L'ASIC intervient dans la mission Zelnik

Publié le par Grégory Bellemont

Dans l'article publié hier "Le SNEP rejette une taxe sur les FAI", je vous parlais de la mission Zelnik. L'ASIC (Association des Services Internet Communautaires) a proposé à son tour ses idées au sujet  de la loi Hadopi. L'ASIC dénonce la mise en place d'une taxe qui aurait pour effet de fragiliser un secteur émergent et qui inciterait à la délocalisation.
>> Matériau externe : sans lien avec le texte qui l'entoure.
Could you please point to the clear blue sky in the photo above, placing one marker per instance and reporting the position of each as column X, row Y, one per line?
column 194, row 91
Pour l'ASIC, il ne faut pas opposer les différents intervenants mais plutôt considérer les aspects profitables d'une coopération. "L'un des enjeux du débat actuel consiste à ne pas opposer culture et Internet, mais au contraire considérer Internet et en particulier les plateformes d'hébergement de contenus comme un support complémentaire, que le secteur culturel doit investir, profitant ainsi d'une nouvelle fenêtre de diffusion et de valorisation pour ses contenus et oeuvres." Pour appuyer cette affirmation, l'exemple de CBS qui a pu augmenter jusqu'à 7% certains de ses programmes grâce à la promotion sur les plateformes d'hébergement.
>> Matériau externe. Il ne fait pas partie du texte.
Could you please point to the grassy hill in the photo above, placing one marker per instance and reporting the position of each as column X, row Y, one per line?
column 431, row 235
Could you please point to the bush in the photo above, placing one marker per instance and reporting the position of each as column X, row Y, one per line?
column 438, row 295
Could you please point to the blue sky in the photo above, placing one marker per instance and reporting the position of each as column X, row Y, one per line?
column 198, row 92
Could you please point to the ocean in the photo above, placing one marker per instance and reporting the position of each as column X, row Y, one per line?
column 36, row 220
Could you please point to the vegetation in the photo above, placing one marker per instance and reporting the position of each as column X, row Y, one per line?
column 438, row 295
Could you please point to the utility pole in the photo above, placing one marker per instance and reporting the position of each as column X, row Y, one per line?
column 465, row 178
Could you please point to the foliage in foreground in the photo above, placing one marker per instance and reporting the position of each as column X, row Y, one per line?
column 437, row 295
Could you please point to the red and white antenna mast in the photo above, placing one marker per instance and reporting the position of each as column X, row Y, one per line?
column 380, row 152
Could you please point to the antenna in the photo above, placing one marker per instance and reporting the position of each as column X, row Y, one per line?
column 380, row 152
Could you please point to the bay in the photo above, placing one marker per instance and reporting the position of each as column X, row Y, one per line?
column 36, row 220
Différentes pistes sont avancées par l'ASIC afin de favoriser l'offre légale.
L'une d'elle serait l'adoption d'une charte entre les plateformes, les ayant-droits et les consommateurs au travers laquelle les ayant-droits collaboreraient de manière directe avec les plateformes au sujet de technologies d'identification. "L'utilisation des technologies d'identification de contenus d'audiovisuels doit être complétée par un ensemble de principes agréés conjointement pour trouver un équilibre entre leurs intérêts respectifs légitimes, tout en respectant l'intérêt des internautes à s'exprimer et à s'informer".
Ce solution serait profitable à chacun, d'une part pour le consommateur qui aurait un accès massif aux oeuvres, d'autre part les plateformes qui pourront alimenter leurs fonds mais également les ayant-droits qui profiteront d'un partage des revenus publicitaires engrangés par les plateformes.
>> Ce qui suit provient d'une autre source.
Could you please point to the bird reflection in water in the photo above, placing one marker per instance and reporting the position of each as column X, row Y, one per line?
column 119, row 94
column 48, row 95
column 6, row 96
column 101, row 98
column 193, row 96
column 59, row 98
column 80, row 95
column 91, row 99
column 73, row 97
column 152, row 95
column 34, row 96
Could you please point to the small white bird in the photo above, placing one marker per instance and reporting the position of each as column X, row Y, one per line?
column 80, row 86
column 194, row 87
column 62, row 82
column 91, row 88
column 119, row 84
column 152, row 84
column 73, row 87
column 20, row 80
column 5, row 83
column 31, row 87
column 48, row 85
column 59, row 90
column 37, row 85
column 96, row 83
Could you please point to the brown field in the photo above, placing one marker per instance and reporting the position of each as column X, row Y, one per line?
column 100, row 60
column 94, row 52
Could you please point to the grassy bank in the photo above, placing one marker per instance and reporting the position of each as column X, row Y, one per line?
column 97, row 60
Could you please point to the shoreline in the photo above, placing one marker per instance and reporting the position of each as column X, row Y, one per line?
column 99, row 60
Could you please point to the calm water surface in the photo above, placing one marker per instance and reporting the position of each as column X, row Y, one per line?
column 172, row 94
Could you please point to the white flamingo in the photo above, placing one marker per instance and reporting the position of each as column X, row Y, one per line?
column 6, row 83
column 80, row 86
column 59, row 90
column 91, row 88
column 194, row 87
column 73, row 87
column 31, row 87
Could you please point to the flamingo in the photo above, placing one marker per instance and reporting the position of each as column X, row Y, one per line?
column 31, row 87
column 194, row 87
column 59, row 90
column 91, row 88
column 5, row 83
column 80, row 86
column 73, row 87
L'association a également demandé que le recours aux systèmes d'empreintes à tous les stades de la création soit favorisé. A nouveau, l'ASIC milite pour une logique de coopération qui pourrait "consister par exemple à encourager des accords bilatéraux entre sociétés de gestion collective et intermédiaires de l'internet ou encore à l'émancipation des systèmes d'empreinte (Audible Magic, INA, Content ID, etc.)". L'association propose ainsi que le ministère de la Culture recommande d'encourager les filières de le musique et de l'audiovisuel à utiliser les dispositifs d'empreinte qui sont disponibles aujourd'hui, dès la création des oeuvres, et ce manière systématique et sans surcoût pour les ayant-droits.  Mais ce n'est pas tout, puisque l'ASIC voudrait que les sociétés de gestion portent aussi la main au portefeuille. En effet, les sociétés comme la SACEM ayant pour mission de favoriser l'accès à la Culture, l'association estime qu'une partie des frais de gestion devrait servir à la numérisation des fonds.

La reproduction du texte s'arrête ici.